Em boa parte do filme cremos que caminhará para um tema meio clichê, com um final esperado, depois de desaparecimentos, buscas, investigações... de repente, com maestria, alguns sinais que foram sendo deixados quase que de forma insignificante se unem dando forma ao quebra-cabeça, nos fazendo boquiabertos e perdidos diante das mais variadas hipóteses que se abrem em leque, a respeito da LOUCURA, das estruturas e suas finalidades para “contê-la” / apartá-la do restante da sociedade, da TORTURA psicológica, outra vez, do falseamento da MEMÓRIA, da indução ao erro(6), etc. Aqui, como em MATRIX,  Chuck deve escolher um lado e, prefere fazer a escolha mais conveniente, talvez, a menos perigosa. Em nome da própria liberdade?
O processo é de extrema importância para chegarmos a seguinte conclusão: nenhuma. Cada um interpretará de acordo com as próprias percepções, tendo gente que ficará extasiada como eu e, gente enfurecida, excomungando o dinheiro gasto com a entrada de cinema. Todavia, seria impossível fugir ao que parece a montagem de um esquema, no qual, a princípio, alguém precisa ser calado ou, no mínimo desacreditado para não oferecer riscos a um Projeto de Poder: um investigador xereta que não deveria se meter nos assuntos ultra secretos de Minos. Simula-se um desaparecimento; busca-se no histórico de vida do futuro acusado um ponto vulnerável; forja-se o ambiente, inclusive, administrando-se drogas(7) que poderiam levá-lo a certos delírios; num lugar já isolado – a ilha -, onde o medo(8) é uma constante de controle – um homem está apavorado com “A bomba de Hidrogênio”(9) e uma mulher não sabe direito se se acostumaria com a Televisão: " ...Vozes e rostos saindo de uma caixa”... o mundo fora tornou-se mais hostil do que o da ilha (... as sombras  projetadas na parede da Caverna?). Em suma, quando o individuo passou a duvidar da própria identidade e tomar atitudes confusas e descontroladas, pronto – tudo estava armado. Se não foi essa a intenção, valeu por nos relembrar que o Sistema pode ser cruel com aqueles que crêem em outros códigos de justiça e se insurgem contra a ORDEM, seja a MACRO ou a MICRO, estabelecida no interior das instituições e cristalizada como privilégios da cúpula e de seus membros. Na Microfísica do Poder, Foucault discute acerca dessas estruturas disciplinadoras que visam por na linha quem está fora( os Neos, os Cyphers, os Teddys... ) ou segrega-los e até eliminar os "diferentes", como já vimos e continuamos vendo em tantos exemplos da História ( a Matrix é aqui ).
Significativa é a frase final. Ela revela e abrilhanta com toda a sua simplicidade a trama e o drama do filme:

Este lugar me faz pensar. O que poderia ser pior? viver como um monstro ou morrer como um homem bom? ”.

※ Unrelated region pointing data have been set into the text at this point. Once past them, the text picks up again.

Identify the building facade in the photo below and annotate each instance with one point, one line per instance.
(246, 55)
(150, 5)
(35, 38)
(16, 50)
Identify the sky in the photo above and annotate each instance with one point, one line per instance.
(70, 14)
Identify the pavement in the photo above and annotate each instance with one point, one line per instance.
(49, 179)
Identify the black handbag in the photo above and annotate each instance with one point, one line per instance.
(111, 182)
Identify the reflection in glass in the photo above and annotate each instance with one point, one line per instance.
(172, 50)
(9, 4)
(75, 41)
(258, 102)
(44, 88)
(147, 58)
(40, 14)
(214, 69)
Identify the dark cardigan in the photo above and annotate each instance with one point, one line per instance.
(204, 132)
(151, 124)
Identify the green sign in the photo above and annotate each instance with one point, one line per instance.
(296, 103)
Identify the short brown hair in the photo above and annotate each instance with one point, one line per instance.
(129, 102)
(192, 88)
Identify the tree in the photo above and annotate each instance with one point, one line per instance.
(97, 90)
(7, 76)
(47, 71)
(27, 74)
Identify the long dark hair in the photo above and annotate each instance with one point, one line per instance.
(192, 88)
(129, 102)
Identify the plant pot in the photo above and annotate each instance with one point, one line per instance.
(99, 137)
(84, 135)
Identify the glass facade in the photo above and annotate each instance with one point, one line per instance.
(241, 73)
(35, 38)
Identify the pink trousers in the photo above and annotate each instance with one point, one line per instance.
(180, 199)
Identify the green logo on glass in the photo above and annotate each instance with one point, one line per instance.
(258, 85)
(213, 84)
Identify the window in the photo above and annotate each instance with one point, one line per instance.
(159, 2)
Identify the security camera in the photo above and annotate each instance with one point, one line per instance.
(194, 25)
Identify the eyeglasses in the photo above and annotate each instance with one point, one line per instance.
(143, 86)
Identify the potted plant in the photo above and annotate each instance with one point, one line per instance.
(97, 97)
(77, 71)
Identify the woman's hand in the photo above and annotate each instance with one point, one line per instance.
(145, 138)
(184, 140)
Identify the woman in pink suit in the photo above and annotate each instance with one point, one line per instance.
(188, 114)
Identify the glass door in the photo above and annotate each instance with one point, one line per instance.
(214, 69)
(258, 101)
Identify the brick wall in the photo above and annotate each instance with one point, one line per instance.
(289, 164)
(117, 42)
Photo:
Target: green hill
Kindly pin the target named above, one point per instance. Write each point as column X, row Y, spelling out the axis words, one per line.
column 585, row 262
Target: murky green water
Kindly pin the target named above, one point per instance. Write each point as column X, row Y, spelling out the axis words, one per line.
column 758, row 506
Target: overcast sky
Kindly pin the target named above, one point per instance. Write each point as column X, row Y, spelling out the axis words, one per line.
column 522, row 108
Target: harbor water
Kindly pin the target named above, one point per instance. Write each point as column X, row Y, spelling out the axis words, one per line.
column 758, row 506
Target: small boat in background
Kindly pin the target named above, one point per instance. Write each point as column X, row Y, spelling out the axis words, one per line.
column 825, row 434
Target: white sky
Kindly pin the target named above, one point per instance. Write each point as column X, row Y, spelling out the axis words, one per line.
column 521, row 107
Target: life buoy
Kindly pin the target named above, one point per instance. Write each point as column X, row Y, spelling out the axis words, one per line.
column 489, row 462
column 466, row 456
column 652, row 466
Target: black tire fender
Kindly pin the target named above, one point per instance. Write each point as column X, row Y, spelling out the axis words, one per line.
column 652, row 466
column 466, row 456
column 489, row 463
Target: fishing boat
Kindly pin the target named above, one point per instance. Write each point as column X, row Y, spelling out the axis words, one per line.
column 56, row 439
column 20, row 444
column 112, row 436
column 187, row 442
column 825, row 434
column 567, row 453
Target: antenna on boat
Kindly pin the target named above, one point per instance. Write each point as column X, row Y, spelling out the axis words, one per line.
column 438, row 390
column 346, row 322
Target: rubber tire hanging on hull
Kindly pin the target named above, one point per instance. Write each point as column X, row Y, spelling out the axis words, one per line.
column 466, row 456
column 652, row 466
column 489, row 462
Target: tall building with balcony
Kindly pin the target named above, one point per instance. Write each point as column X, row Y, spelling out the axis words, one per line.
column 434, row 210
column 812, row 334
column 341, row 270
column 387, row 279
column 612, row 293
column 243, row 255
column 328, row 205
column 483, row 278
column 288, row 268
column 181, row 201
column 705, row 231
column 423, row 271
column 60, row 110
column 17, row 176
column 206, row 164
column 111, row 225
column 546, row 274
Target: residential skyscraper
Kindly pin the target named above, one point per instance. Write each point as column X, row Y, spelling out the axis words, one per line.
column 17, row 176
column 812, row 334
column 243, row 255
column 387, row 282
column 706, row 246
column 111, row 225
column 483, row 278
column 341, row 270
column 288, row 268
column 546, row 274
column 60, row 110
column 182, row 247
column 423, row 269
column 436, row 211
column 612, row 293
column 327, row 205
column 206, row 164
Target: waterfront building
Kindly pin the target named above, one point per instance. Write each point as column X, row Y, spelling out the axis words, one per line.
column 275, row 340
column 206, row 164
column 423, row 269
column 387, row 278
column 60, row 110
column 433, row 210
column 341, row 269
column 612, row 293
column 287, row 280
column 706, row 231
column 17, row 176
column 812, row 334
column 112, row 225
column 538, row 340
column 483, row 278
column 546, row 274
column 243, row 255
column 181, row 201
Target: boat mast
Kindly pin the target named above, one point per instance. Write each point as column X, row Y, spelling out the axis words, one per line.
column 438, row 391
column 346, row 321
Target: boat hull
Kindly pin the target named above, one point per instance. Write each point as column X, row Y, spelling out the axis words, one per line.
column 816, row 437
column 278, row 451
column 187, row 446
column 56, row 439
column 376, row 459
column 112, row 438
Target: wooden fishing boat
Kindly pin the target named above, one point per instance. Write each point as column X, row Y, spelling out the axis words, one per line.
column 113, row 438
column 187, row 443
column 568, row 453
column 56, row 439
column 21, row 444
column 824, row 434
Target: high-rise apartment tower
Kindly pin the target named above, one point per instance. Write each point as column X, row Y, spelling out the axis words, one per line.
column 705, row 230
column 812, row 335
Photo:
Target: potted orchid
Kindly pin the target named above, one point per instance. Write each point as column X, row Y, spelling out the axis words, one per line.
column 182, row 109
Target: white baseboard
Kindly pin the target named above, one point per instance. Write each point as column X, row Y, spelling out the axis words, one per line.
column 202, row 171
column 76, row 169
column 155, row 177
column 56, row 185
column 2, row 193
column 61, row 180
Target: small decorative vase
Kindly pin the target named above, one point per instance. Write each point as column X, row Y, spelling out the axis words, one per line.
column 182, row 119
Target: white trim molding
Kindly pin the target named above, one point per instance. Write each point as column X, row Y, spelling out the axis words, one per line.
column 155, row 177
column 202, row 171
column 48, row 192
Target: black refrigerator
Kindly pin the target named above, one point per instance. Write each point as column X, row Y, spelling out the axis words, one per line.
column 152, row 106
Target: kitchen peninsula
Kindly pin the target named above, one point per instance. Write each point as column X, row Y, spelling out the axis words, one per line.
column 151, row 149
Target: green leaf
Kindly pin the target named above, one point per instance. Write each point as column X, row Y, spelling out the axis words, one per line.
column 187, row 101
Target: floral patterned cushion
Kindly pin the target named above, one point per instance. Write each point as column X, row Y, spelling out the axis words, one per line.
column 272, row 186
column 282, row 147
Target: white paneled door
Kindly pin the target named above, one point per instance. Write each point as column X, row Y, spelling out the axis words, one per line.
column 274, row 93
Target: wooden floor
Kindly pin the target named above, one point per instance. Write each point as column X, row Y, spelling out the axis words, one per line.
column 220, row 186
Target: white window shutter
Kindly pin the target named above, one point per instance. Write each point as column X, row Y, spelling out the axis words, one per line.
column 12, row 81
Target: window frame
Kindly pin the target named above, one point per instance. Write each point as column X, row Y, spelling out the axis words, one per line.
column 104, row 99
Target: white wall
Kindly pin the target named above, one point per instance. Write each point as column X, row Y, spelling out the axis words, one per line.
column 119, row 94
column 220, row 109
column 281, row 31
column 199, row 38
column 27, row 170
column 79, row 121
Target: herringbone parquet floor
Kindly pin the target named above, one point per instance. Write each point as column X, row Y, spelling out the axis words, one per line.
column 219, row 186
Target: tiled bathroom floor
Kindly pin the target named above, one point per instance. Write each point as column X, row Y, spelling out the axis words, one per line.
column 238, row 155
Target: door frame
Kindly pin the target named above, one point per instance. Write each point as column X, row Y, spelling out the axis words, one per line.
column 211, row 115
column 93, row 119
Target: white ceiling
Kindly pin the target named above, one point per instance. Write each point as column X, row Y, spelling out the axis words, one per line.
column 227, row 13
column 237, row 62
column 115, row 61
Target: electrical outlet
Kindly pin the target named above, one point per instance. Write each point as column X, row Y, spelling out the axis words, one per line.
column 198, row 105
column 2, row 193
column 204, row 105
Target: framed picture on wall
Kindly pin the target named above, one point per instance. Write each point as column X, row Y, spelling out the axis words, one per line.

Ali, o seu destino estava perfeitamente traçado(10)... que atitude seria maior loucura – a que tomou ou a que deixou de tomar?

...E o labirinto neste caso?

Depende de você leitor – você  crê que  Teddy / Teseu demoliu as estruturas ou passou a ser parte dela? Acha que ele ( Laeddis ) ficou louco e que toda aquela montagem foi feita para lhe tentar salvar a vida e ganhar créditos para a Instituição? Ou será que o Rei Minos venceu soltando os seus Minotauros ( os agentes da Ordem)?

Essa resposta não é minha... pensem. E escolham: a doce ignorância ou o incômodo sofrimento do saber?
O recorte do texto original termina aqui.